David Gibson, MCofS chief officer, said: “Proposals of this kind cannot pretend to be environmentally friendly. They are about big corporations making even bigger profits by industrialising the wild lands which are vital to our natural heritage.

“Approval of SSE’s Stronelairg project would prove that no part of Scotland is safe.

“We are calling on ministers to show that they really do care about the Scotland’s natural heritage by declaring an immediate moratorium on windfarms in the mountains.”

Stuart Brooks, chief executive of the John Muir Trust, said: “The rate and scale of loss of wild land in Scotland to industrialisation by windfarms is frightening, and should concern anyone who loves Scotland and its great landscapes.

“We’ve seen a huge rush of applications this year and developers are now moving into our most sensitive and precious areas.

“In the absence of a coherent energy strategy and adequate protection for Scotland’s landscapes, we are left to fight these battles on the front line at huge costs to everyone involved.

“These places are special because they are wild and beautiful. People’s jobs, the tourist industry and our wildlife depend on them. Once we industrialise wild land we change its character forever.”
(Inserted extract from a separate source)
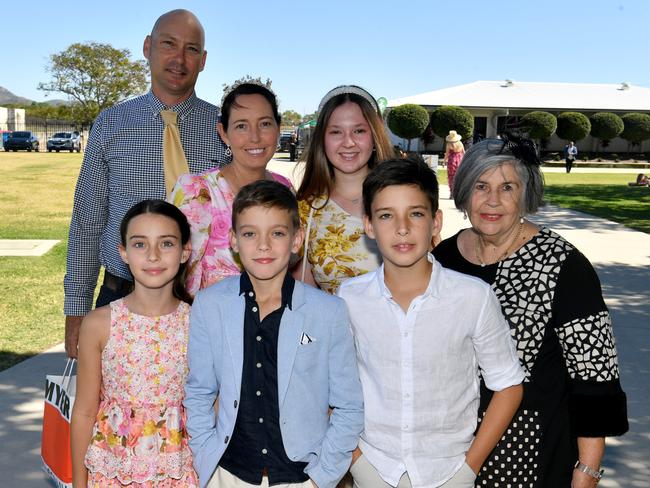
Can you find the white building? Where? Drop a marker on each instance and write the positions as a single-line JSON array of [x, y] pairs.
[[497, 105]]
The turbines are planned for an area close to the recently completed Glendoe hydroelectric scheme 11km south-east of Fort Augustus. SSE Renewables Developments said this would allow use of existing power lines for transmission, lessening the visual effects.

The MCofS has published a manifesto for the protection of mountains which calls on the Scottish Government to implement a new national spatial planning policy that harmonises the need for clean energy with the protection of Scotland’s countryside.

The North East Mountain Trust, Cairngorms Campaign and Munro Society have voiced their support for the manifesto.